[to-be-updated] mm-vmscan-ensure-kswapd-is-woken-up-if-the-wait-queue-is-active.patch removed from -mm tree - Linux-stable-mirror

1 Dec 2024

The quilt patch titled
     Subject: mm: vmscan: ensure kswapd is woken up if the wait queue is active
has been removed from the -mm tree.  Its filename was
     mm-vmscan-ensure-kswapd-is-woken-up-if-the-wait-queue-is-active.patch
This patch was dropped because an updated version will be issued
------------------------------------------------------
From: Seiji Nishikawa snishika@redhat.com
Subject: mm: vmscan: ensure kswapd is woken up if the wait queue is active
Date: Wed, 27 Nov 2024 00:06:12 +0900
Even after commit 501b26510ae3 ("vmstat: allow_direct_reclaim should use
zone_page_state_snapshot"), a task may remain indefinitely stuck in
throttle_direct_reclaim() while holding mm->rwsem.
__alloc_pages_nodemask
 try_to_free_pages
  throttle_direct_reclaim
This can cause numerous other tasks to wait on the same rwsem, leading
to severe system hangups:
[1088963.358712] INFO: task python3:1670971 blocked for more than 120 seconds.
[1088963.365653]       Tainted: G           OE     -------- -  - 4.18.0-553.el8_10.aarch64 #1
[1088963.373887] "echo 0 > /proc/sys/kernel/hung_task_timeout_secs" disables this message.
[1088963.381862] task:python3         state:D stack:0     pid:1670971 ppid:1667117 flags:0x00800080
[1088963.381869] Call trace:
[1088963.381872]  __switch_to+0xd0/0x120
[1088963.381877]  __schedule+0x340/0xac8
[1088963.381881]  schedule+0x68/0x118
[1088963.381886]  rwsem_down_read_slowpath+0x2d4/0x4b8
The issue arises when allow_direct_reclaim(pgdat) returns false,
preventing progress even when the pgdat->pfmemalloc_wait wait queue is
empty.
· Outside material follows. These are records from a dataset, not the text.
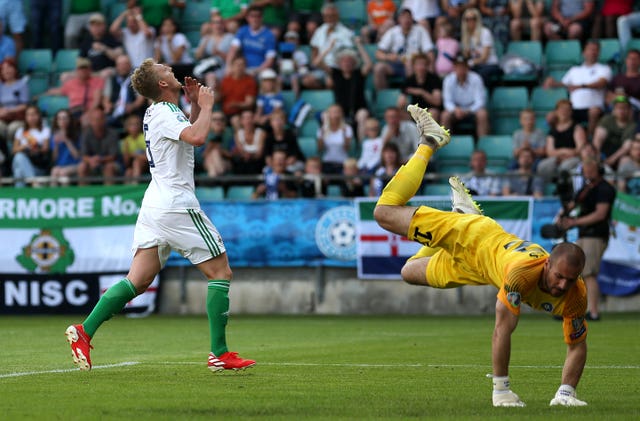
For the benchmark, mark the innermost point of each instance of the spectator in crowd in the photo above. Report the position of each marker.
(276, 184)
(329, 38)
(311, 184)
(269, 99)
(238, 90)
(570, 19)
(478, 47)
(274, 14)
(134, 150)
(464, 97)
(371, 151)
(594, 201)
(380, 17)
(216, 159)
(625, 25)
(7, 45)
(83, 90)
(628, 81)
(401, 132)
(628, 174)
(65, 147)
(248, 150)
(496, 15)
(12, 15)
(99, 149)
(523, 181)
(212, 52)
(14, 98)
(615, 131)
(423, 87)
(334, 140)
(390, 162)
(587, 84)
(305, 17)
(564, 141)
(293, 65)
(348, 83)
(137, 37)
(526, 13)
(255, 42)
(77, 20)
(528, 136)
(100, 47)
(606, 16)
(45, 14)
(231, 12)
(173, 48)
(396, 48)
(119, 99)
(31, 152)
(447, 48)
(352, 185)
(480, 181)
(281, 138)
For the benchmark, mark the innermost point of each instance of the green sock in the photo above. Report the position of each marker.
(218, 313)
(112, 302)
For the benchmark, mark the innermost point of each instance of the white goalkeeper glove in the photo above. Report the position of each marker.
(566, 396)
(502, 395)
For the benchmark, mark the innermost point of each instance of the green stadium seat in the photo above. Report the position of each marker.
(210, 193)
(240, 192)
(384, 98)
(319, 99)
(562, 54)
(36, 61)
(51, 104)
(308, 146)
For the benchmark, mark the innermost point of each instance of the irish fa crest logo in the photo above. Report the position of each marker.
(47, 252)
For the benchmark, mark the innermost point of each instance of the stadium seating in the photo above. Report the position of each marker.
(240, 192)
(51, 104)
(562, 54)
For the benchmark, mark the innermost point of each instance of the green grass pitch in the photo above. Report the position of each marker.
(312, 367)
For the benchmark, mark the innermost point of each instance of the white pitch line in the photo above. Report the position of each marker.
(69, 370)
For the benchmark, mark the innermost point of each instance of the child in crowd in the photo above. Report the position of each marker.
(528, 136)
(371, 147)
(134, 149)
(270, 98)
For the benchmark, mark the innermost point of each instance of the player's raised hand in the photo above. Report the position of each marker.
(191, 89)
(566, 396)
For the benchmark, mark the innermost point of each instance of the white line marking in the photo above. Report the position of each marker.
(95, 367)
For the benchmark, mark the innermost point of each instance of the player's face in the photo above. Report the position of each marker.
(560, 277)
Despite the wait queue being empty, the condition,
allow_direct_reclaim(pgdat), may still be returning false, causing it to
continue looping.
In some cases, reclaimable pages exist (zone_reclaimable_pages() returns
...
0), but calculations of pfmemalloc_reserve and free_pages result in
wmark_ok being false.
And then, despite the pgdat->kswapd_wait queue being non-empty, kswapd
is not woken up, further exacerbating the problem:
crash> px ((struct pglist_data *) 0xffff00817fffe540)->kswapd_highest_zoneidx
$775 = __MAX_NR_ZONES
The issue likely occurs under specific conditions: high memory pressure
with frequent direct reclaim, contention on mmap_sem from concurrent
memory allocations, reclaimable pages exist, but zone states cause
wmark_ok to return false.
Modern workloads (e.g., Python multiprocessing) and changes in kernel
reclaim logic may have surfaced such edge cases more prominently than
before.
The workload involves concurrent Python processes under high memory
pressure, leading to contention on mmap_sem.  While not unusual, this
workload may trigger a rare combination of conditions that expose the
issue.
This patch modifies allow_direct_reclaim() to wake kswapd if the
pgdat->kswapd_wait queue is active, regardless of whether wmark_ok is true
or false.  This change ensures kswapd does not miss wake-ups under high
memory pressure, reducing the risk of task stalls in the throttled reclaim
path.
Link: https://lkml.kernel.org/r/20241126150612.114561-1-snishika@redhat.com
Signed-off-by: Seiji Nishikawa snishika@redhat.com
Cc: Mel Gorman mgorman@techsingularity.net
Cc: stable@vger.kernel.org
Signed-off-by: Andrew Morton akpm@linux-foundation.org
---
mm/vmscan.c |    4 ++--
 1 file changed, 2 insertions(+), 2 deletions(-)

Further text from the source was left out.